A cloud environment is not a replica of an on-premises network or a data center. Unlike traditional data centers which have a rigid IT architecture blueprint, the cloud comes with flexibility that allows users to architect their infrastructure and resources. Within this dynamic space, users can change their infrastructure or decide to go with a different architecture altogether. Further, the way the data transfers and systems communicate differs largely between the cloud and on-premises networks. In the cloud, applications interact with each other using application programming interfaces (APIs). Vendors provide various APIs, such as platform-as-a-service APIs, software-as-a-service APIs and infrastructure-as-a-service APIs for users to connect to their service, transfer data and to manage access to their data and systems hosted in the cloud. These stark differences in IT architecture mean a different approach is necessary when considering cloud and network security.
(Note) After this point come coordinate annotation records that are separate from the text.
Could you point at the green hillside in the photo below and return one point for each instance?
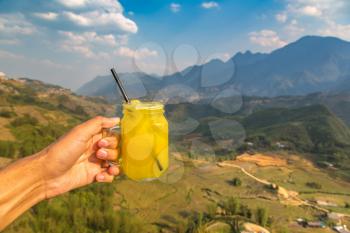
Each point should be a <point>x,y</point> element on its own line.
<point>195,195</point>
<point>34,114</point>
<point>309,129</point>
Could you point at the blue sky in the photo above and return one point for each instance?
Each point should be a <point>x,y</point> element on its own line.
<point>69,42</point>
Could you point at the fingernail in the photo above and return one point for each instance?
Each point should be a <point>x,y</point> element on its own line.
<point>102,154</point>
<point>103,143</point>
<point>100,177</point>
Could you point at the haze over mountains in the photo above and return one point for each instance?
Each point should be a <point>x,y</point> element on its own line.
<point>311,64</point>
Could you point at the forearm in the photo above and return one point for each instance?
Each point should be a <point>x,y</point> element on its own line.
<point>21,187</point>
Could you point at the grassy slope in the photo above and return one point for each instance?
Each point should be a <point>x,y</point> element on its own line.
<point>33,114</point>
<point>161,203</point>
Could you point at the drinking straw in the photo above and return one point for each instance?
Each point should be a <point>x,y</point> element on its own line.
<point>120,85</point>
<point>126,98</point>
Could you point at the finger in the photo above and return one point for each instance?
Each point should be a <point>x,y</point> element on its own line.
<point>109,142</point>
<point>107,154</point>
<point>105,164</point>
<point>113,170</point>
<point>94,126</point>
<point>104,177</point>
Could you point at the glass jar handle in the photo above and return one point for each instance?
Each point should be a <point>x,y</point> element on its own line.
<point>110,132</point>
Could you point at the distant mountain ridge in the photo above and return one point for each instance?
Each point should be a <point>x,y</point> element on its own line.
<point>310,64</point>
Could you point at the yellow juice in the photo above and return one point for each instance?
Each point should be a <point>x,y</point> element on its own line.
<point>144,135</point>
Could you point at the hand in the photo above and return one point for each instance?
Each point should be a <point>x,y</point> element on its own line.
<point>79,157</point>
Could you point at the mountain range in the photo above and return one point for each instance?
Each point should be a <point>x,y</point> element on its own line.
<point>310,64</point>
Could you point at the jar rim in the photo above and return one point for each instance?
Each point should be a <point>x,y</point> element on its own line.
<point>138,105</point>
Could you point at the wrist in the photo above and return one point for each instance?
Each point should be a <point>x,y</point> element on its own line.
<point>22,186</point>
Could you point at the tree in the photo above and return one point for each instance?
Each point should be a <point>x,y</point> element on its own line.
<point>236,182</point>
<point>232,206</point>
<point>261,216</point>
<point>313,185</point>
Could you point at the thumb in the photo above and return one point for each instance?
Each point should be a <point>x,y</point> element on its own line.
<point>94,126</point>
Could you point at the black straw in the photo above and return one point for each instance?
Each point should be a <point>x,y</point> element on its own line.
<point>120,85</point>
<point>126,98</point>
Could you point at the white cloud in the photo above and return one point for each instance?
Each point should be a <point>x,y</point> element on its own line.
<point>9,55</point>
<point>337,30</point>
<point>266,38</point>
<point>209,5</point>
<point>50,16</point>
<point>137,54</point>
<point>86,43</point>
<point>102,18</point>
<point>175,7</point>
<point>15,24</point>
<point>311,11</point>
<point>293,29</point>
<point>73,3</point>
<point>281,17</point>
<point>9,41</point>
<point>111,5</point>
<point>78,19</point>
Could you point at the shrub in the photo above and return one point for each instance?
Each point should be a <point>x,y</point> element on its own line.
<point>7,114</point>
<point>236,181</point>
<point>314,185</point>
<point>261,216</point>
<point>24,120</point>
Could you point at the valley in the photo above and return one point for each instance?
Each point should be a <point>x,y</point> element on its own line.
<point>290,165</point>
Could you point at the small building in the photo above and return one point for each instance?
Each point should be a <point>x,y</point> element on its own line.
<point>341,229</point>
<point>249,144</point>
<point>281,145</point>
<point>316,224</point>
<point>336,218</point>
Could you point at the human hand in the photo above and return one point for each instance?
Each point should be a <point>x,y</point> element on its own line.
<point>79,157</point>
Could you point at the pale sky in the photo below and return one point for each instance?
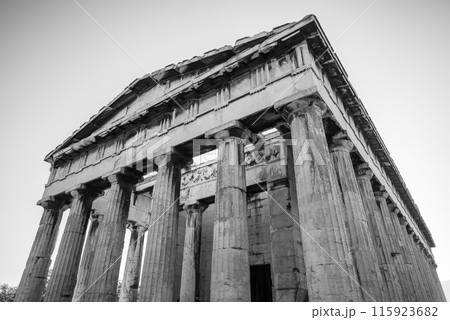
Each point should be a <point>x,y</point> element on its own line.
<point>58,68</point>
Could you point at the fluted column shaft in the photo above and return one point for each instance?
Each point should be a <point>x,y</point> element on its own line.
<point>159,262</point>
<point>230,270</point>
<point>434,286</point>
<point>425,280</point>
<point>361,245</point>
<point>111,234</point>
<point>394,248</point>
<point>405,260</point>
<point>329,267</point>
<point>378,233</point>
<point>427,272</point>
<point>417,282</point>
<point>190,273</point>
<point>64,275</point>
<point>433,267</point>
<point>84,269</point>
<point>34,277</point>
<point>132,273</point>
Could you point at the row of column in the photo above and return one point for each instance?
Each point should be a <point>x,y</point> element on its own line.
<point>355,246</point>
<point>355,243</point>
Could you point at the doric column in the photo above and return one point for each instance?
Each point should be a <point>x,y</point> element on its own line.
<point>34,277</point>
<point>111,234</point>
<point>361,245</point>
<point>423,295</point>
<point>393,247</point>
<point>399,263</point>
<point>132,273</point>
<point>88,257</point>
<point>64,275</point>
<point>190,273</point>
<point>288,268</point>
<point>420,262</point>
<point>329,267</point>
<point>230,270</point>
<point>378,233</point>
<point>159,262</point>
<point>411,259</point>
<point>429,278</point>
<point>433,267</point>
<point>406,262</point>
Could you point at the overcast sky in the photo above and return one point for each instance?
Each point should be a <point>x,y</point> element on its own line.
<point>58,68</point>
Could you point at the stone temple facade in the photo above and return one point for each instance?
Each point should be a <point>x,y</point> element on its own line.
<point>298,198</point>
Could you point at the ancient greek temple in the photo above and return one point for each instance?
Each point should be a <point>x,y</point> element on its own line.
<point>250,173</point>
Traditional Network Security Models Don’t Work in the Cloud

Intrusions are one of the most common threats to on-premises networks. Adversaries try to exploit open ports, vulnerabilities in internet-facing endpoints and more to break into the network. Later, if they’re successful in infiltrating the network, they move laterally to high-profile accounts or critical resources to carry out attacks. They also employ slow exfiltration tactics and techniques to sneak sensitive data out of the network without being detected. Such risks—network penetration and slow exfiltration of data—are irrelevant with regard to cloud security. With the cloud, all that adversaries have to do is take control of the APIs to hijack the resources and steer the sensitive data to their command-and-control server.
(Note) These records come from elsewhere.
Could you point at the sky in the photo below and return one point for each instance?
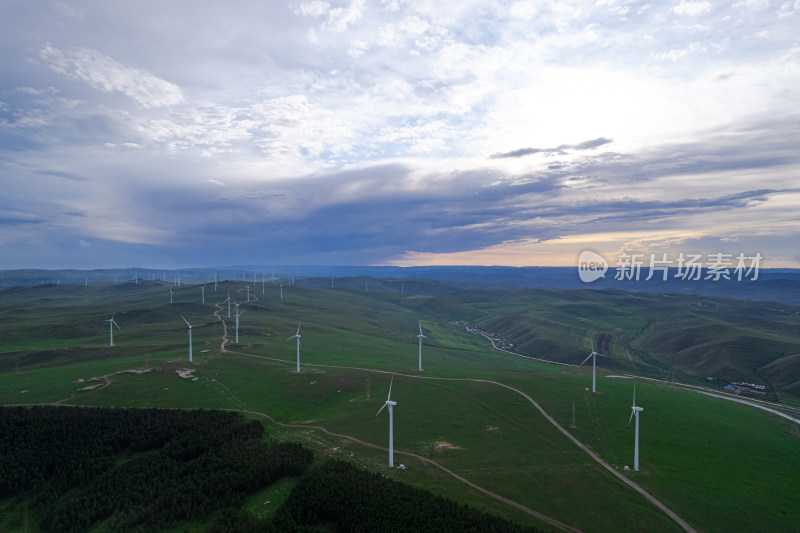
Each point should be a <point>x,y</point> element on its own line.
<point>396,132</point>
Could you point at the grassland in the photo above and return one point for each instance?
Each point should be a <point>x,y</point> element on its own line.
<point>719,465</point>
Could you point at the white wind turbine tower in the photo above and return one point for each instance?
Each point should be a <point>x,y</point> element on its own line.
<point>111,325</point>
<point>421,336</point>
<point>391,404</point>
<point>593,355</point>
<point>635,411</point>
<point>238,314</point>
<point>190,335</point>
<point>297,336</point>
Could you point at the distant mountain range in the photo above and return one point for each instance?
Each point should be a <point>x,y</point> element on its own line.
<point>778,285</point>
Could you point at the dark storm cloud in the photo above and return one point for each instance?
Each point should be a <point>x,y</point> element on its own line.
<point>559,150</point>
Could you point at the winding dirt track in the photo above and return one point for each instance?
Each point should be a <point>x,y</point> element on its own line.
<point>635,486</point>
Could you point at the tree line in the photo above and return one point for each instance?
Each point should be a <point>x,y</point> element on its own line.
<point>136,469</point>
<point>132,470</point>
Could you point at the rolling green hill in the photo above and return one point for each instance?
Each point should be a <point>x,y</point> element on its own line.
<point>688,338</point>
<point>717,464</point>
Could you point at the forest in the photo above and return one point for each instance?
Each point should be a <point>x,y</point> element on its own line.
<point>135,469</point>
<point>132,470</point>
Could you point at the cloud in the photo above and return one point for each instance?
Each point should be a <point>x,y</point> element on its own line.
<point>561,149</point>
<point>103,73</point>
<point>689,8</point>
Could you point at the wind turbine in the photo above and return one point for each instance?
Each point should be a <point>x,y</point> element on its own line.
<point>238,314</point>
<point>297,335</point>
<point>391,404</point>
<point>111,325</point>
<point>421,336</point>
<point>593,355</point>
<point>635,411</point>
<point>190,335</point>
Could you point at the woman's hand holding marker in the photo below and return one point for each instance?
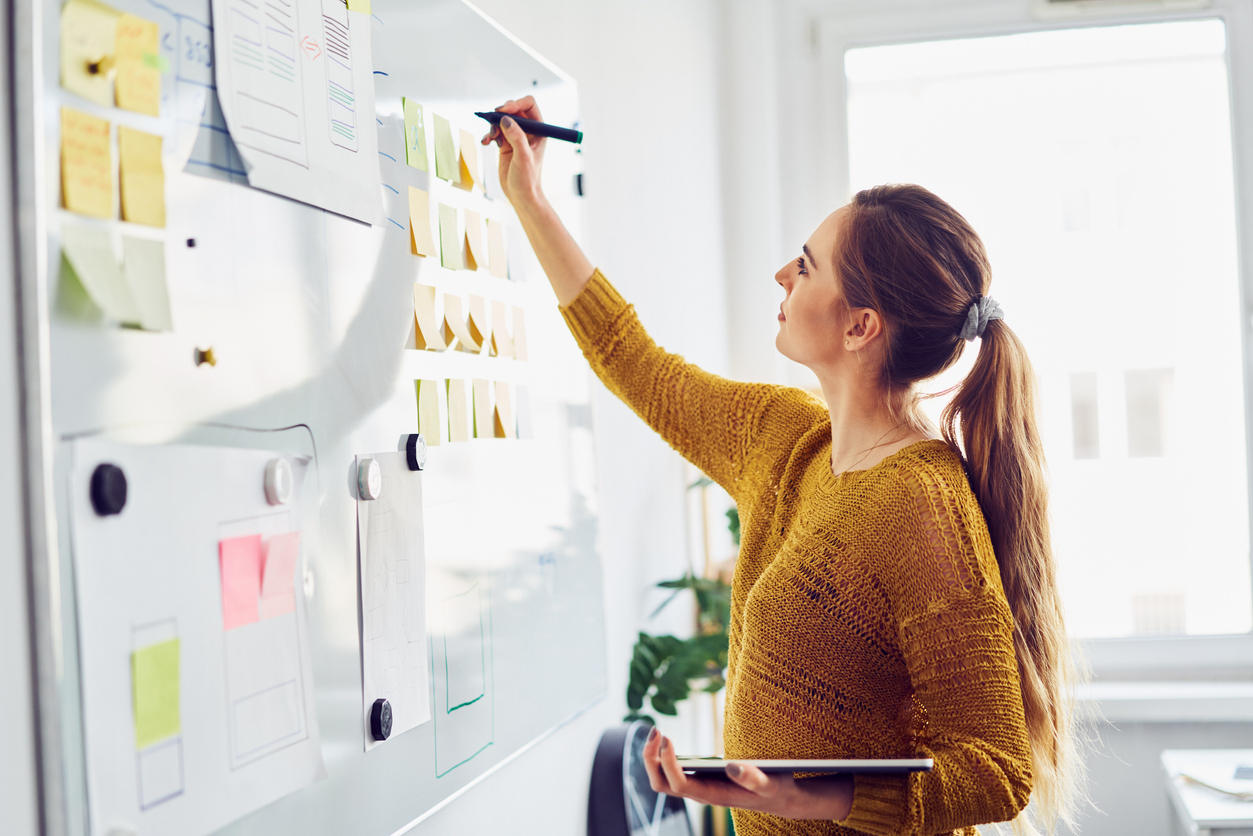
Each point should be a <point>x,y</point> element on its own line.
<point>747,787</point>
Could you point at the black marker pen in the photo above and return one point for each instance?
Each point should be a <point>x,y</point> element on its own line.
<point>535,128</point>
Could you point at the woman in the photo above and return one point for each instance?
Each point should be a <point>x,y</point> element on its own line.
<point>891,598</point>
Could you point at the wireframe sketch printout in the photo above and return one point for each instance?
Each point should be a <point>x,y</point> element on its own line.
<point>194,658</point>
<point>394,644</point>
<point>295,79</point>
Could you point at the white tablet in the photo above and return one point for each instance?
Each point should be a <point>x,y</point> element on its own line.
<point>718,766</point>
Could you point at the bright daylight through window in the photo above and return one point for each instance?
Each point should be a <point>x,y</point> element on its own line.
<point>1097,166</point>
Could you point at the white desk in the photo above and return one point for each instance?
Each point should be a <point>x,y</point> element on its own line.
<point>1201,811</point>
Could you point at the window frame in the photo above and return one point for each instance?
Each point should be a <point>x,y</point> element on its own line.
<point>873,23</point>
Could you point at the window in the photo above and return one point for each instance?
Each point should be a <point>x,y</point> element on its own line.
<point>1097,166</point>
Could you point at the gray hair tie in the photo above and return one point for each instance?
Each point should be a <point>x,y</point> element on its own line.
<point>981,310</point>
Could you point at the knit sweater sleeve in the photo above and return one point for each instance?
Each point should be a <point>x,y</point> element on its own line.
<point>709,420</point>
<point>955,629</point>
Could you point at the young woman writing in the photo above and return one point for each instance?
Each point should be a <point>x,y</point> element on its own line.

According to the 2021 IBM Security X-Force Cloud Threat Landscape Report, two-thirds of cloud incidents can be attributed to misconfigured APIs that allow unauthorized access. As businesses rush to the cloud, many will likely fall victim to misconfigurations and subsequent breaches in 2022. Gartner expects that through 2023, at least 99% of cloud security failures will be through cloud resource misconfigurations.

What’s the Fix?

Every cloud vendor has its own resource types, configuration attributes, APIs and interfaces. If an organization adopts a multi-cloud environment, the complexity of governing the many APIs and interfaces becomes overwhelming. Setting up cloud policies, controls and configuration attributes isn’t a one-time effort. Post-deployment configuration changes, or drift, can also lead to huge data leaks if not monitored constantly.

Here are two major ways to avoid security threats:

Get to know your cloud: Most misconfigurations occur due to a lack of visibility. Gain visibility into the different communication points by constantly auditing security policies and controls. Looking out for major changes and analyzing the legitimacy of a policy change can save you from disastrous misconfigurations.
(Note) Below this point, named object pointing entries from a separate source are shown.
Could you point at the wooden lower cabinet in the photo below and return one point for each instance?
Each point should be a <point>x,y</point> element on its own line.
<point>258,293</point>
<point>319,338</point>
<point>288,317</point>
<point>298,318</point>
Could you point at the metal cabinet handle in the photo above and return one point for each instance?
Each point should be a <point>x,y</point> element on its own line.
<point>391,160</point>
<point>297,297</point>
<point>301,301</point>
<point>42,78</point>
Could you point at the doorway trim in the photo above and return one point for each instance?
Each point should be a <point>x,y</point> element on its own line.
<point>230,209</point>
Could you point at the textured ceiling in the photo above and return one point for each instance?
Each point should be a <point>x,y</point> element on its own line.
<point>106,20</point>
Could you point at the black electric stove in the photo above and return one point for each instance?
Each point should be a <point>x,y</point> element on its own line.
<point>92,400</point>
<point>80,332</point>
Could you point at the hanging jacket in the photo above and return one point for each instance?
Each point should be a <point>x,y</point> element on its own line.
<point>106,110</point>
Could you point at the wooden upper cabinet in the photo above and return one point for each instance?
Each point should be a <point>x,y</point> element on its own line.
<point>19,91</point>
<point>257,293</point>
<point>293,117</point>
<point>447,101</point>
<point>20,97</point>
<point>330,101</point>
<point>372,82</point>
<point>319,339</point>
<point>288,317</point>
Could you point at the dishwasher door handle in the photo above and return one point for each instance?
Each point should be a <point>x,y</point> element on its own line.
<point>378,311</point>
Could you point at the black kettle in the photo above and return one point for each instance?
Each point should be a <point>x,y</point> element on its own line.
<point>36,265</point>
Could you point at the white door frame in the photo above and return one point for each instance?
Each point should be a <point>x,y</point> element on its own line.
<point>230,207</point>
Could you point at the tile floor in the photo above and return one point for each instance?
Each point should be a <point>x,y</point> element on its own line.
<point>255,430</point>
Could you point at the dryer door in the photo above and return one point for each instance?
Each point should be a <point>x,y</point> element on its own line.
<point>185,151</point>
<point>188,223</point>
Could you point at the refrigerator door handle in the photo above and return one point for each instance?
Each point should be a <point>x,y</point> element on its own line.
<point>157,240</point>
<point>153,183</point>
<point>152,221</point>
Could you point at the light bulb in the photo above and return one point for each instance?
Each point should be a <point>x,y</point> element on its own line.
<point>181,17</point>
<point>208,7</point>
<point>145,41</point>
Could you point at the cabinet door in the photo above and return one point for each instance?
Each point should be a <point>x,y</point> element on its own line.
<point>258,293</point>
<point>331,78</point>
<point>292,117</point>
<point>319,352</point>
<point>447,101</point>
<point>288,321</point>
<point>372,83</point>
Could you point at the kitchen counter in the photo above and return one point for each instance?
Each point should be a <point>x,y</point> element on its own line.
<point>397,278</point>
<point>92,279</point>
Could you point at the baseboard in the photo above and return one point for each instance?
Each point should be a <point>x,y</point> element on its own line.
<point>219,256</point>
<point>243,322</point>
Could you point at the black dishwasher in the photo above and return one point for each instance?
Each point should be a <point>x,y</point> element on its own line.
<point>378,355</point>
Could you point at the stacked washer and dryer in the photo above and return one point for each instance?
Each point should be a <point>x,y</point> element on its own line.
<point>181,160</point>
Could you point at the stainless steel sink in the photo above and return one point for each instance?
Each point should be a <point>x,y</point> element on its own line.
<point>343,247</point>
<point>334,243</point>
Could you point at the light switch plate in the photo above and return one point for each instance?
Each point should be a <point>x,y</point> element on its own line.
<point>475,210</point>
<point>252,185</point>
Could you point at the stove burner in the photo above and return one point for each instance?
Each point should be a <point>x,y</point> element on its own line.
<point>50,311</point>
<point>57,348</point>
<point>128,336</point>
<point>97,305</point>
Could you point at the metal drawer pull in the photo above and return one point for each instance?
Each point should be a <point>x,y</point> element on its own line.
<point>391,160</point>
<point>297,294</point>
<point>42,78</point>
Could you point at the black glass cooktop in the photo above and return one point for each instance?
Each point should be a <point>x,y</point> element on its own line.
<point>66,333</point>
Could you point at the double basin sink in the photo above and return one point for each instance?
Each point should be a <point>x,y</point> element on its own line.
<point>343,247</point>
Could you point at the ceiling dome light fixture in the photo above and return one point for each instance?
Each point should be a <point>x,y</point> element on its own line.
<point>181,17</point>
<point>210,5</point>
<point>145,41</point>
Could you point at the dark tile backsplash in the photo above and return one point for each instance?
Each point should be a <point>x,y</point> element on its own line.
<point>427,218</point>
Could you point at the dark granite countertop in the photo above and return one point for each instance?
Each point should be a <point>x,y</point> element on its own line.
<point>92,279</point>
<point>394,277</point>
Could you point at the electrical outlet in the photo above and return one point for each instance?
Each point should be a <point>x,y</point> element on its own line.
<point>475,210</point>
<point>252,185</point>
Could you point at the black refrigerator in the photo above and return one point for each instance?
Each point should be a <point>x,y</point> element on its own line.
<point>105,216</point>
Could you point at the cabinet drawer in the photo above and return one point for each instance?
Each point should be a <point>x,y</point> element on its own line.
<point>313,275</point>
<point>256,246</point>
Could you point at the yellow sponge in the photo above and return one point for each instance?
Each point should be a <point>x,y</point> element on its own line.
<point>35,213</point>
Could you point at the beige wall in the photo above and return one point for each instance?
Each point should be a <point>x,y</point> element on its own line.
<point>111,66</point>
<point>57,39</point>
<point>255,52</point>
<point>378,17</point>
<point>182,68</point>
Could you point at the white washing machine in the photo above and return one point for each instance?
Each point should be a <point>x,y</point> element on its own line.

Get to know your users: Monitor all users who have access to your cloud resources and data. With increased cloud adoption, malicious API traffic has also increased. So it’s important to understand cloud traffic patterns, the services or applications employees use and the source of incoming cloud traffic.

While visibility, shadow IT and traffic monitoring concerns can be addressed using a robust cloud access security broker (CASB) solution, detecting and fixing misconfigurations across the infrastructure, platform and software hosted on the cloud can be done using cloud security posture management (CSPM) tools. A security information and event management (SIEM) tool, with its behavioral analytics and extended detection and response (XDR) component, can complement CASB and CSPM solutions in ensuring cloud security.

A Unified Console

Organizations are adopting different tools to address security concerns, such as keeping shadow IT in check, stopping malicious API traffic, ensuring that the right security policies and controls are employed and detecting and fixing misconfigurations. When these tools are disjointed and don’t communicate with each other, it adds more complexity. A unified console can seamlessly orchestrate different security events and tools, display applicable metrics that help resolve these issues and is both efficient and cost-effective.

The cybersecurity market has already learned the importance of security tool convergence. User and entity behavioral analytics, which was a standalone component for quite some time, converged predominantly with SIEM. Other security tools, such as threat intelligence platforms, security orchestration, automation and response (SOAR) and XDR are also getting consolidated within the bigger platform, SIEM. Such consolidation helps businesses formulate stronger security strategies and defense systems to keep attackers at bay.

SIEM tools act as a platform where all security data are consolidated and analyzed. Contextual security inputs such as threat feeds, malware data points and vulnerability scanners’ inferences are fed to the system for effective analysis. With an artificial intelligence or machine-learning-based behavioral analytical component, security events are better analyzed and any red flags are spotted more accurately. With an effective SOAR or XDR component integrated with the SIEM tool, incident resolution becomes easier and the security operations center (SOC) can keep track of its key metrics. The cybersecurity market has learned from the past and, with the increase in cloud adoption, tools such as CSPM and CASBs are also taking their place in bigger platforms such as SIEM.